One Sunday a month, we present three original pieces in a varied mix, chosen from music, dance, film, theater, performance art, writing, and the like — each 12 minutes or less. The whole event is short and sweet, taking about an hour.
Following each event, we serve coffee and cookies in an informal gathering, a chance for conversation with the artists.
We welcome Junior Mint Prince, an experimental duo consisting of Provo musician Lula Asplund and Naomi Harrison-Clay from New York City, both nonbinary multimedia artists studying electronic music at Mills College in Oakland, California. They will perform a mix of improvisation and open-score pieces. They say of their work: “Blurred distinctions of song-form, performative gesture, and open improvisation serve our core interests, drawing influence from a variety of genres including freak folk, electronic, free improv, texture, and drone music.
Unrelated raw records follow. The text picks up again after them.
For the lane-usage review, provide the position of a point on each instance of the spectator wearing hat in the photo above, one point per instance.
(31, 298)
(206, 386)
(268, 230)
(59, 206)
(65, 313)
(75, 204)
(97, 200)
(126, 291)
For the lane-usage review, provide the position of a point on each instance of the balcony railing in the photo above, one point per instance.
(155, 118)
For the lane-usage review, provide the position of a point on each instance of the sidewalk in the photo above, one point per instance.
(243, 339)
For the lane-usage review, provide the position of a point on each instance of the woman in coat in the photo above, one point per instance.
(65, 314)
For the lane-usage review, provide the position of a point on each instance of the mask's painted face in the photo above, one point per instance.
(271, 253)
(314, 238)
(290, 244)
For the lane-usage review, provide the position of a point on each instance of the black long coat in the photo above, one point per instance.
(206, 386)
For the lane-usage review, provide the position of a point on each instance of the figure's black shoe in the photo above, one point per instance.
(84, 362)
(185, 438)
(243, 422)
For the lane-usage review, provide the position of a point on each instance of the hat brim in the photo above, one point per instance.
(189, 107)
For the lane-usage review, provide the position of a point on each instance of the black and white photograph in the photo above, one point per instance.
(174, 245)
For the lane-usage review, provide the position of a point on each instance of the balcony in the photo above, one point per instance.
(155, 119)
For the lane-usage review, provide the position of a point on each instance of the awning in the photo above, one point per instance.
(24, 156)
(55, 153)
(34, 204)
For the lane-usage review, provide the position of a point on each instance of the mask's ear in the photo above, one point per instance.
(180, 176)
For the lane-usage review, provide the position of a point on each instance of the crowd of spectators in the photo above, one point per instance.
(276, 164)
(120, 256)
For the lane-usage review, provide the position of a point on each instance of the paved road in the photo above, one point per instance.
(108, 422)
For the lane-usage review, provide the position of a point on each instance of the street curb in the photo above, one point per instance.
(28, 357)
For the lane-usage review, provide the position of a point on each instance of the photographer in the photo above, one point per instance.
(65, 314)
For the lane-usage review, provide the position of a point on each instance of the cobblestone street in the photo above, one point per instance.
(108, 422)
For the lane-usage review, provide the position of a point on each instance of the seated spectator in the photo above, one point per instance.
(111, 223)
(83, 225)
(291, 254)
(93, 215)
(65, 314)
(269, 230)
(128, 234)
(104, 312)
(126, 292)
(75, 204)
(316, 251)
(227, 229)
We also love to incorporate elements of poetry, humor, theatricality, and political satire in our work. We generally perform using various combinations of instrumentation ranging from homemade contact mic'd found object instruments, voice processed through Max MSP, electric guitar, saxophone, and synthesizers.”
Local documentary filmmaker Travis Low will present an excerpt of his favorite documentary film ever made, his friend Bill Daniel's Who Is Bozo Texino? The subterranean and uniquely American folkloric practice of hobo and rail worker graffiti is discovered in this gritty and picaresque artist-made film. Who is Bozo Texino? ostensibly chronicles a search for the story behind a legendary boxcar graffiti -- a simple sketch of a blank-staring cowboy character with the scrawled moniker “Bozo Texino.” Shot over the course of 16 years of trips across the West at considerable risk from speeding freight trains and in secret hobo jungles, Daniel and his trusty Bolex 16mm camera interviews some of the last remaining old timers who kept the folk art of "monikers" alive. Texas-born, San Francisco exiled, and confirmed tramp, Bill Daniel continues to experiment with survivalism and bricolage in his attempts to record and report on the various social margins he finds himself in. Currently based on the Texas gulf coast, Daniel divides his time between Texas and touring.
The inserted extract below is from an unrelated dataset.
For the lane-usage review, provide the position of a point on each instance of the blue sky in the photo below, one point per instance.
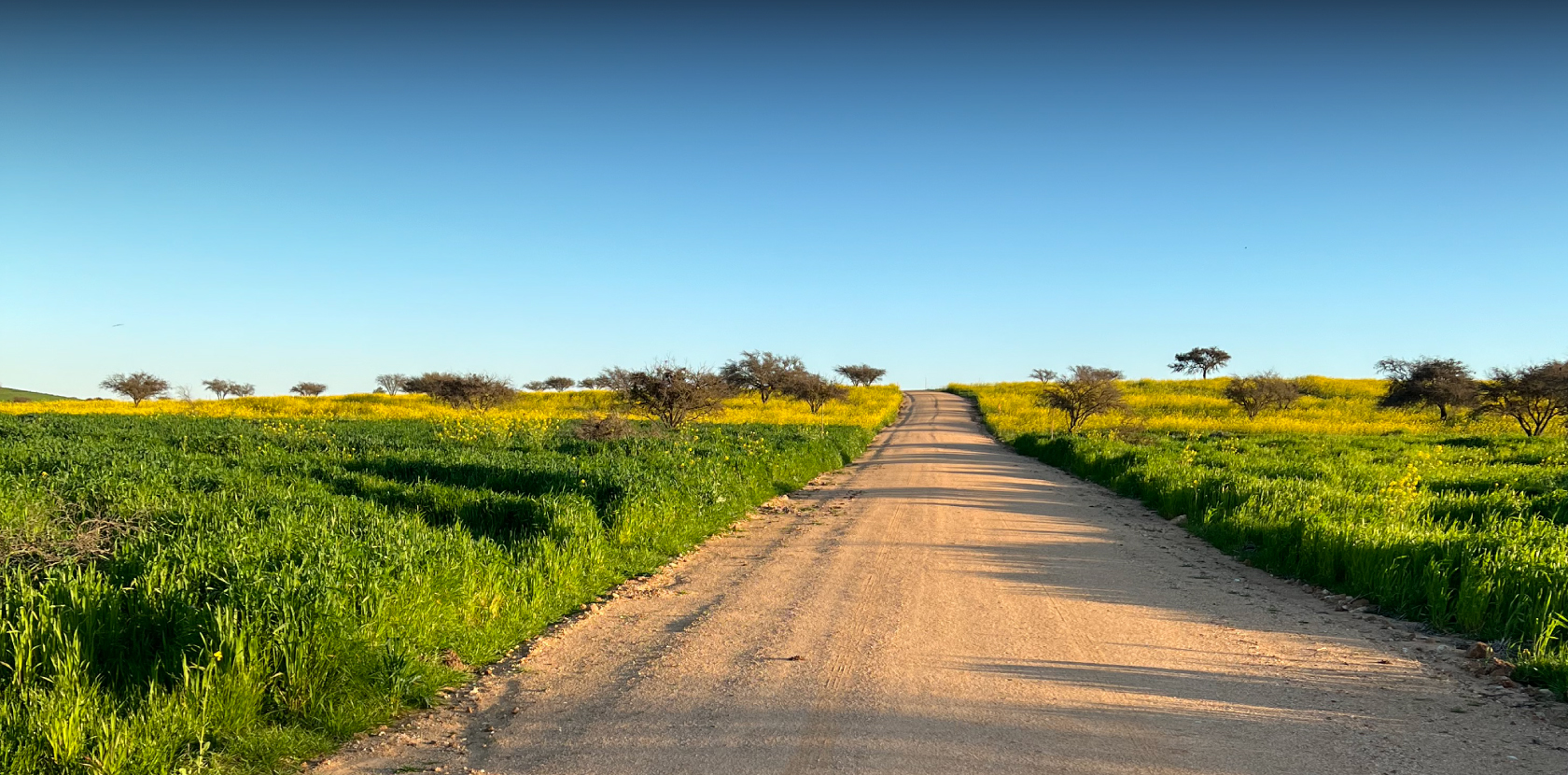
(339, 191)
Musician and composer Neil Thornock will present his composition for solo marimba Quantasy, performed by Stephen L. Hughes. Quantasy derives from "quantum fantasy." Thornock says “Think of quantum leaps or quantum entanglement or the quanta absorbed and emitted by active electrons. This piece was originally written for bass flute, but it lives much better as a marimba solo.” As a musician, Neil Thornock writes much of his music for his own performances as organist, keyboardist, and carillonneur. He teaches composition and theory at Brigham Young University. Percussionist Hughes is also an author, composer and private instructor, as well as acting as an artist/consult for percussion at several Utah Band programs.
This program is modeled after 12 Minutes Max, a performance laboratory originated by On the Boards in Seattle.